Tosca review – Puccini’s high-octane bloodbath bonanza makes for a shocking festival kick-off
Caitlin Gotimer’s Tosca goes from 0-60 in mere moments while the London Philharmonic unlock the barely contained violence in Ted Huffman’s long-awaited exceptional staging
Giacomo Puccini died only a decade before the first Glyndebourne festival opened. 92 years later, Tosca – global operatic blockbuster and the work once derided as a “shabby little shocker” – has finally made its Glyndebourne debut, opening the 2026 festival with a high-octane bloodbath presided over by director Ted Huffman. Forget shabbiness (and not just because of the champagne and tuxedos); this show is all about the shock.

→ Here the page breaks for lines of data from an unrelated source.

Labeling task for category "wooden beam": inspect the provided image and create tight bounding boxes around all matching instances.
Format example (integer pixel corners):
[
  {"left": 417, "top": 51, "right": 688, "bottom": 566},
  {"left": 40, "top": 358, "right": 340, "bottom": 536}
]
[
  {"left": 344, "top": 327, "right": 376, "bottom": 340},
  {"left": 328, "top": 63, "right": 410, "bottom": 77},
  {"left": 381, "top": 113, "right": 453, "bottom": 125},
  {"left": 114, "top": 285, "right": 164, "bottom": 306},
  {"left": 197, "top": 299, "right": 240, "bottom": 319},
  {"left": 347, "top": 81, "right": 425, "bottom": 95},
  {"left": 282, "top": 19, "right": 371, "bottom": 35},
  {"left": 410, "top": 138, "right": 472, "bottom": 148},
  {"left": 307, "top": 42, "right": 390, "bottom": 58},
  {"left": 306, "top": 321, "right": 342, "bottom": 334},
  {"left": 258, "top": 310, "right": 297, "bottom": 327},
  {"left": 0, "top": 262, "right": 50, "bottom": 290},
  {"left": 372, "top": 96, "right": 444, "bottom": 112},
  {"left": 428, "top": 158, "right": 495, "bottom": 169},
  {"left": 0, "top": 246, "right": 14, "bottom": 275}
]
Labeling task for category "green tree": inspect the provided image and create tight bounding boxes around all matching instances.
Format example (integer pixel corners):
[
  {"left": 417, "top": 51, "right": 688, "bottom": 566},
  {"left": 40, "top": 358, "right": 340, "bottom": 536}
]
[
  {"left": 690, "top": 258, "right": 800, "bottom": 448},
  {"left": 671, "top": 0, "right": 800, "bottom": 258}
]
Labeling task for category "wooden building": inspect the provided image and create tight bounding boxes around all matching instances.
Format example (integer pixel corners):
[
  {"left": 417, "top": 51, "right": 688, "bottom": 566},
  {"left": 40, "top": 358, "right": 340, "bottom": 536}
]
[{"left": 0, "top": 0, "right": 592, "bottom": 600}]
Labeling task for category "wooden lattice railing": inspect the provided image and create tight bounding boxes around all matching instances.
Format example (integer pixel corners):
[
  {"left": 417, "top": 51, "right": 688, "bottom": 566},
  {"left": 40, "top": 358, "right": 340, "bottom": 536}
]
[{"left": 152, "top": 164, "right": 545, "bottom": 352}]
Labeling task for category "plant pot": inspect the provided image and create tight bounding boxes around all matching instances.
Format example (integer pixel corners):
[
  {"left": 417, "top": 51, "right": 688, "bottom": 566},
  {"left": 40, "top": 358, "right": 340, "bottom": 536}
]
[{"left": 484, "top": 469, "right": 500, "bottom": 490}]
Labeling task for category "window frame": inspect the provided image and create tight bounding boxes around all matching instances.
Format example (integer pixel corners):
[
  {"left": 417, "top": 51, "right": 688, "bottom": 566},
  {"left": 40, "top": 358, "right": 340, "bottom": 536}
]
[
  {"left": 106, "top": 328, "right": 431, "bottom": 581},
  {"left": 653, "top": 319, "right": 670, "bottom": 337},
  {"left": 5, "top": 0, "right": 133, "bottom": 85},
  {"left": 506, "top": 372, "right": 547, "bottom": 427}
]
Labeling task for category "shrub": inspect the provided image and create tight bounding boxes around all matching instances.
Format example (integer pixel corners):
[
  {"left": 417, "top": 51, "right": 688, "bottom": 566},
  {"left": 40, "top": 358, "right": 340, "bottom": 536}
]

But Huffman and conductor Robin Ticciati also play the dramatic long game. The curtain goes up on a mid-20th-century church interior. There are wooden pews and a small Madonna and child on the wall. Boys in uniform assist men in cassocks; there’s a real mop bucket, a real wooden ladder for the artist-hero and real mid-century modern spotlights to illuminate his work (the first of many exquisite details of this production’s lighting). It’s not 1800, but this is unmistakably Tosca, its accoutrements familiar.
Musically, too, we’re lulled into a false sense of security. There are gorgeously capacious woodwind lines, but Ticciati keeps tight control over the London Philharmonic Orchestra’s phrasing and dynamics. As Cavaradossi, Matteo Lippi is heroically burnished, a sobbing tenor of yore. Caitlin Gotimer’s Tosca achieves an emotional 0-60 in seconds, her gleaming top notes slicing through Puccini’s orchestration while her lower register bristles. The various smaller roles are exceptionally well sung.
With the entry of arch-villain Scarpia, this production’s screws begin to tighten. Clad in a double-breasted pinstripe suit, Vladislav Sulimsky looks every bit the scrubbed-up bruiser and sounds dangerously smooth. Ticciati coaxes midnight-black sonorities from the LPO’s lower reaches. The drumrolls and bell-tolls of the Te Deum are carefully overamplified, the scene’s sensory overload (underpinned by the chorus on fine form) hinting at real nastiness.
Thereafter: a powerful acceleration away from the Tosca-paradigm. The Palazzo Farnese becomes a high-end restaurant, Scarpia, the secret police chief, its social-misfit maître d’. He’s brought a burger and squirts ketchup with pantomime relish. Collaborators giggle and stare as Cavaradossi is brought in and tortured in the kitchens. Scarpia pops out for a quickie as Tosca sings Vissi D’arte. Gotimer sings the hit beautifully – but her desperate shout of “Muori” as she stabs Scarpia is more powerful still, Ticciati now allowing the orchestra free rein to snap and bark, its violence barely contained.
The final act is the most compelling of all. The setting is an abandoned nowhere, lit – with appalling, painterly beauty – by car headlights. The heartfelt polish of Lippi’s E Lucevan le Stelle and the orchestra’s luminous burst of optimism as Tosca enters provides grim counterpoint to the semi-darkness on stage. Huffman’s take on the famous denouement is too neat to spoil here, but makes absolute sense – even as it leaves me reeling.